A type of memory that all the kernels have read and write access to, as well as the host. The host allocates it. We use to read and write the integers into the kernels.

Local

A type of memory that only kernels within a work group have read and write access to, the host only as allocates it. Kernels can static allocate it though. We use it to hold the reduced numbers into, so we can due further computation on it.

Function Body

In respect to lines:

  1. int i - We grab the index of the array we are operating on, the *2 is because we are expecting each kernel to operate on two pieces, or 4 numbers.
  2. int locali - We grab the local index of the workgroup so the work item can store its results.
  3. int2 va - We grab two numbers from the array and store them in a fixed size array of 2
  4. int2 vb - Same for int2 va but we want the two numbers after va
  5. int2 vc - Add the elements of each array. This is NOT adding each number sequentially, but operates similar to SIMD. The actual vendor implementation determines if SIMD will actually be used.
  6. numReduce[locali] - Add the result of the previous addition and then store that result in the memory allocated for this work item
  7. printf - Print out the results we just computed

Making this useful

For the astute reader will notice that this isn't particularly useful and we would need to get the result of all the numbers added together.
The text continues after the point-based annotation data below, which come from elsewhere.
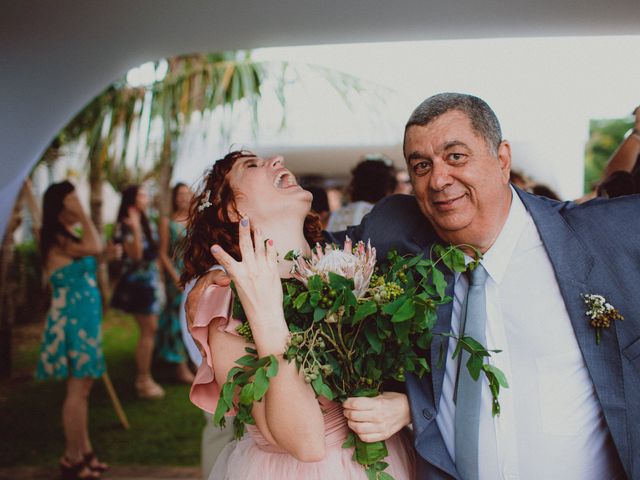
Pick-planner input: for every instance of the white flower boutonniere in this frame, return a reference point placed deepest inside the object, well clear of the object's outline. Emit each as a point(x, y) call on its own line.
point(601, 313)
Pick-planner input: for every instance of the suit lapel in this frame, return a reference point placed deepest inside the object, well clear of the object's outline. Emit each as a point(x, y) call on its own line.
point(424, 240)
point(579, 273)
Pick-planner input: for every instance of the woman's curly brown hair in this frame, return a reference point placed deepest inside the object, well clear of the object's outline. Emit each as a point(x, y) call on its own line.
point(213, 225)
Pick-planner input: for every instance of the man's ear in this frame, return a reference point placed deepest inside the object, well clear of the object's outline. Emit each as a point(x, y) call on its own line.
point(504, 158)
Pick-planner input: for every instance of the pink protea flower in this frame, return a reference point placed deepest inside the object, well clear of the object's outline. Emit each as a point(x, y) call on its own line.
point(355, 263)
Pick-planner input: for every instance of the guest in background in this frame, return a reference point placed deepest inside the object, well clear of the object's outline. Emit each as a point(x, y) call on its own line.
point(320, 203)
point(72, 341)
point(621, 176)
point(371, 180)
point(520, 180)
point(139, 291)
point(169, 344)
point(403, 184)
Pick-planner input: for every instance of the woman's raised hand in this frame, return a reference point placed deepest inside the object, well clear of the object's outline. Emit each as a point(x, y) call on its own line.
point(256, 277)
point(377, 418)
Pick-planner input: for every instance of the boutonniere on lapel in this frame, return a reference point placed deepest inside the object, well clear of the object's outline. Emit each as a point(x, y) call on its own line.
point(601, 312)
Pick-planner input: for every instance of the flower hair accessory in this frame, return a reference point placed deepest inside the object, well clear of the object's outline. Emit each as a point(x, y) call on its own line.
point(600, 312)
point(205, 203)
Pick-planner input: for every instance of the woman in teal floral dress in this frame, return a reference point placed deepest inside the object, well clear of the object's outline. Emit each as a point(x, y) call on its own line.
point(72, 341)
point(169, 344)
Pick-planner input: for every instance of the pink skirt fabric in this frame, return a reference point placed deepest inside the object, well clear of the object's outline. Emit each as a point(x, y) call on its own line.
point(253, 458)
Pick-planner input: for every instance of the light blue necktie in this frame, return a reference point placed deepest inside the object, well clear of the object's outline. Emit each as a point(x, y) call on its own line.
point(467, 396)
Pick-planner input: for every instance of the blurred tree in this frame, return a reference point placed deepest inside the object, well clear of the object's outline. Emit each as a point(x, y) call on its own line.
point(604, 137)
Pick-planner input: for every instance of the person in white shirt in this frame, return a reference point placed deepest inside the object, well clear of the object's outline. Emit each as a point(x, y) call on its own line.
point(572, 407)
point(371, 180)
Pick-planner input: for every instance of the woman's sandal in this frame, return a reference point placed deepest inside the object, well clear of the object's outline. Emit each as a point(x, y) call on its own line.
point(93, 463)
point(77, 471)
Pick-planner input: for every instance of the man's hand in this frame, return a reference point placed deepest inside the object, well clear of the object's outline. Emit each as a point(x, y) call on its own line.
point(377, 418)
point(215, 277)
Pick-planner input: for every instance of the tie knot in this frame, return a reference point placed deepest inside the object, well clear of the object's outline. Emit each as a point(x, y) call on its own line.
point(478, 276)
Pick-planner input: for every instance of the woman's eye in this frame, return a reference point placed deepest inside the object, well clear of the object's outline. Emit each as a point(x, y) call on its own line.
point(421, 168)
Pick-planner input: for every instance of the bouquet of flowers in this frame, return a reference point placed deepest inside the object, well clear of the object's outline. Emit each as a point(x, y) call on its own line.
point(355, 325)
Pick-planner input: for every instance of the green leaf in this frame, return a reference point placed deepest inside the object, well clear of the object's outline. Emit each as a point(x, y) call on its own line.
point(439, 282)
point(261, 384)
point(402, 331)
point(221, 408)
point(364, 310)
point(423, 363)
point(350, 441)
point(325, 391)
point(499, 374)
point(321, 389)
point(474, 347)
point(458, 260)
point(272, 369)
point(319, 313)
point(391, 308)
point(474, 366)
point(315, 283)
point(246, 394)
point(370, 453)
point(405, 312)
point(227, 394)
point(300, 300)
point(374, 341)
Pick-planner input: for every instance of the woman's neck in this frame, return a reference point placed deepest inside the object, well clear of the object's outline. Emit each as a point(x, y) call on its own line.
point(287, 235)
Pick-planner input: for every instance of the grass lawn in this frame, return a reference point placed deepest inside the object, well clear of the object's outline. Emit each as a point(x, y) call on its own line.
point(163, 432)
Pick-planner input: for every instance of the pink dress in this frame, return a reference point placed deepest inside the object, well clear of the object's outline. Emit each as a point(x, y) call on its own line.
point(253, 457)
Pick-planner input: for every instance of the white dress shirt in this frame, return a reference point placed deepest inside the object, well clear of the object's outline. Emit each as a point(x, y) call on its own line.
point(551, 423)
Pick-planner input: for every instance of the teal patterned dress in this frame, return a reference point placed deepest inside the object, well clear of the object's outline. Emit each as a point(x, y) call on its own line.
point(72, 341)
point(139, 289)
point(169, 344)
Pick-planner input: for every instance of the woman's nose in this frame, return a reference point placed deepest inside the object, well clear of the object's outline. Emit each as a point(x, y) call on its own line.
point(277, 161)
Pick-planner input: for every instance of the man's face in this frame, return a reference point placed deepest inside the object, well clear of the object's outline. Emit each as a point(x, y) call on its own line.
point(460, 183)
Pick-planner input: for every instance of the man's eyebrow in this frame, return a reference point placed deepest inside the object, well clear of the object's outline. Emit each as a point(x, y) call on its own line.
point(454, 143)
point(415, 155)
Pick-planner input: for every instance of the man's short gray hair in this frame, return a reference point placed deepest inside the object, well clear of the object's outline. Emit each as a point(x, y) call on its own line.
point(483, 119)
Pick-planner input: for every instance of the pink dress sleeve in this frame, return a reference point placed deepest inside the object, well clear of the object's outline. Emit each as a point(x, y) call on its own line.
point(215, 302)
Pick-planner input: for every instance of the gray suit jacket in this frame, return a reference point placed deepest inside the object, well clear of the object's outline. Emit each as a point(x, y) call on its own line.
point(594, 248)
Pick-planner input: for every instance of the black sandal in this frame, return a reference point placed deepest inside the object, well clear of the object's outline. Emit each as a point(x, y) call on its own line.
point(93, 463)
point(76, 471)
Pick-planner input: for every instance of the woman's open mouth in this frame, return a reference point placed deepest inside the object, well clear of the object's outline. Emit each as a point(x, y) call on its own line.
point(285, 180)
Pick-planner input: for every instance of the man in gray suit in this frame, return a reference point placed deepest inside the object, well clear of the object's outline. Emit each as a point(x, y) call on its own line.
point(573, 404)
point(572, 407)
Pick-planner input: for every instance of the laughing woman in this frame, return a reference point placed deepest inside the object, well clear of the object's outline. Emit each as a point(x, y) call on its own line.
point(296, 435)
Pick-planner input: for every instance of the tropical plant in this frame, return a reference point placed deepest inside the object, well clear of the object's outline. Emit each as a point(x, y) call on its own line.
point(604, 137)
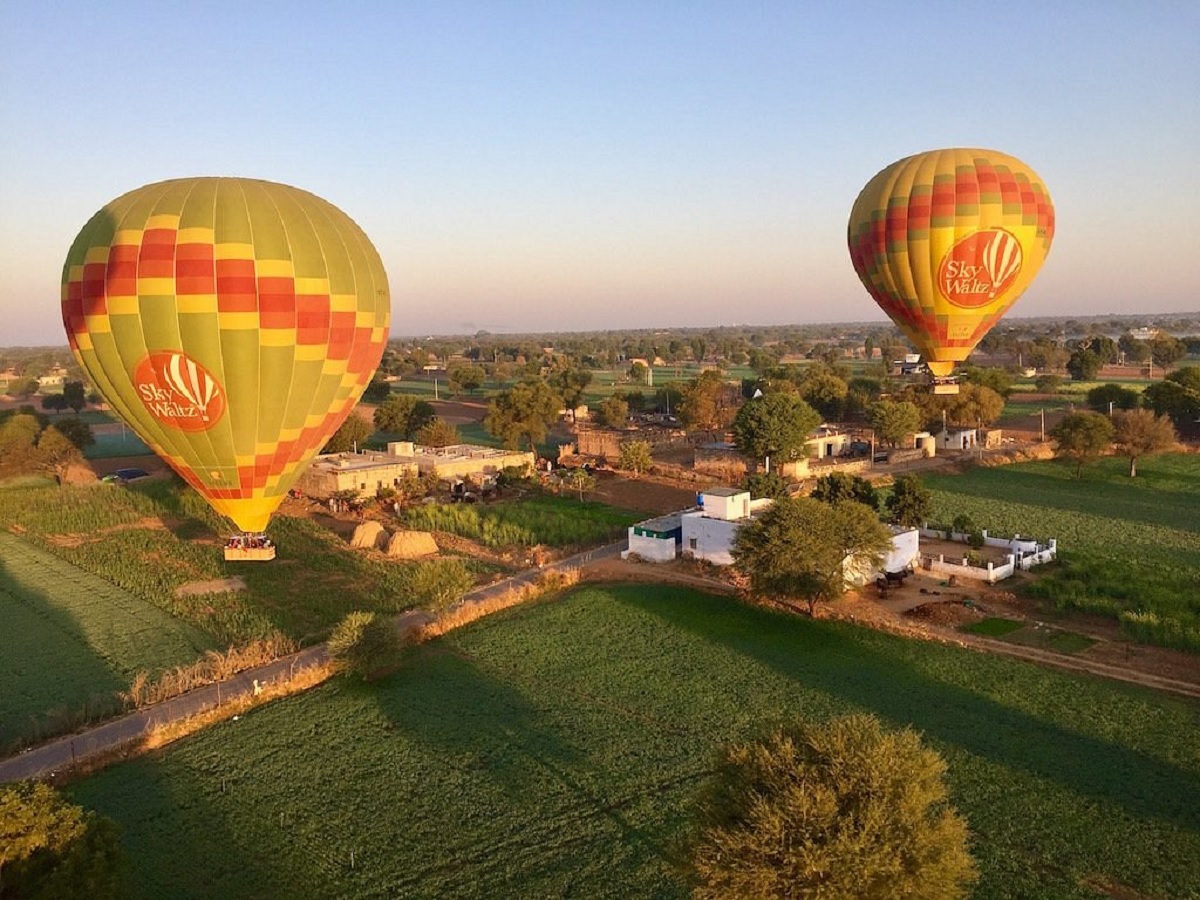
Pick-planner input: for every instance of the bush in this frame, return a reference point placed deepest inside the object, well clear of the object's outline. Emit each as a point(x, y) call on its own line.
point(843, 809)
point(364, 643)
point(53, 850)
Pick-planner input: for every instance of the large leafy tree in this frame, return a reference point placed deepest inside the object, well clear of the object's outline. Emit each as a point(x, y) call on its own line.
point(774, 425)
point(840, 486)
point(799, 549)
point(910, 502)
point(893, 420)
point(705, 402)
point(1139, 432)
point(1083, 437)
point(838, 810)
point(523, 412)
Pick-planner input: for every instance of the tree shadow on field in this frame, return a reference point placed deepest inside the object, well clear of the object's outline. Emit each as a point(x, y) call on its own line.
point(52, 679)
point(875, 675)
point(508, 757)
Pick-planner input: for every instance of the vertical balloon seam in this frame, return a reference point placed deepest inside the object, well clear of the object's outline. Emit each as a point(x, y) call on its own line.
point(192, 184)
point(299, 450)
point(270, 195)
point(163, 443)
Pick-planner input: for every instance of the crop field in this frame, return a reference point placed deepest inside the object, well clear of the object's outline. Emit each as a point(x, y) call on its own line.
point(552, 521)
point(1128, 547)
point(72, 641)
point(555, 750)
point(155, 537)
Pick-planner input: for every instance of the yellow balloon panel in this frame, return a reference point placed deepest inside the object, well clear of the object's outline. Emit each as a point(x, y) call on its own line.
point(946, 241)
point(233, 324)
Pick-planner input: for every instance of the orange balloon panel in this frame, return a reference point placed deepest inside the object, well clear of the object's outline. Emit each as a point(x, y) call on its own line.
point(232, 323)
point(946, 241)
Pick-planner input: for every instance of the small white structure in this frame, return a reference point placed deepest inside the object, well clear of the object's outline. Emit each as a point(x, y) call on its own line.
point(708, 533)
point(655, 540)
point(958, 439)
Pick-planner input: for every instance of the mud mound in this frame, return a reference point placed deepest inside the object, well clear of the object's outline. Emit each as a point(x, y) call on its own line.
point(412, 545)
point(370, 535)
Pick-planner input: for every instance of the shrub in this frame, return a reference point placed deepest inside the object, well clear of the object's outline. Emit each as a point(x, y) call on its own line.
point(364, 643)
point(843, 809)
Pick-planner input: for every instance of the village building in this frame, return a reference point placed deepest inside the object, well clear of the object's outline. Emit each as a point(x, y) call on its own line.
point(371, 471)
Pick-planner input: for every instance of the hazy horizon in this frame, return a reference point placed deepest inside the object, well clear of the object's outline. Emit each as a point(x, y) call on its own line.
point(609, 166)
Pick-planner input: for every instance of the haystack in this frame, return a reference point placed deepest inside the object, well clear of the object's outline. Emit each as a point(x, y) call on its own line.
point(370, 535)
point(412, 545)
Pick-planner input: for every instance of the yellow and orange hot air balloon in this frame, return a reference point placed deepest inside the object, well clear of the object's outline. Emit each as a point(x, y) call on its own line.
point(946, 241)
point(233, 324)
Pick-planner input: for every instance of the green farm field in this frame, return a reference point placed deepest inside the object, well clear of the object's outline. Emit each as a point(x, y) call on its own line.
point(555, 750)
point(73, 641)
point(1129, 549)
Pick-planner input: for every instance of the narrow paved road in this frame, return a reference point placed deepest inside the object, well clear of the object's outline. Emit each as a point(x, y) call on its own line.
point(64, 753)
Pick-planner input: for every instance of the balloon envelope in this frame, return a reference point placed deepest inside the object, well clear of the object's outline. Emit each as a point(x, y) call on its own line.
point(232, 323)
point(946, 241)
So the next step would either to be keep going in this adding process, or to output the immediate steps and then compute the sum somewhere else. As we're outputting the immediate results to local memory, you want to have each kernel wait until the other kernels are done, and then continue to add the numbers together.

SIMD Aside

I want to quickly introduce the idea of Single Instruction Multiple Data (SIMD) here as it plays an important part in creating a mental model of how data is mapped into memory and then operated on. SIMD is a CPU (GPUs have it as well) instruction set which allows you to apply the same operation on multiple pieces of data. It does this by putting a chunk of data into a large register (128b, 256b, 512b, etc) and then operating on it. In source code this often looks like applying operations (add, multiple, swap, shift, etc) on fixed sized arrays. The following code is a simplified version of adding two sets of numbers together.

uint4 a = {1, 2, 3, 0}
uint4 b = {9, 5, 2, 7}

uint4 c = a + b
# c is now {10, 7, 5, 7}

The import part to realise here is that the adding operation will happen on all pairs of data at once, and won't happen separately. This quick aside is meant to quickly demonstrate that the time complexity of programs is often very different to the Big O algorithmic complexity and we need to pay special attention to how we do this in OpenCL as things are not as they seem.

Conclusion

When looking at trying to create parallel algorithms it's important to pay attention to what hardware you're working on, and how your memory is going to be mapped out. While cache optimisation is important, I purposely haven't touched on it in this post, it's more important to understand how you're going to map your memory to your compute resources.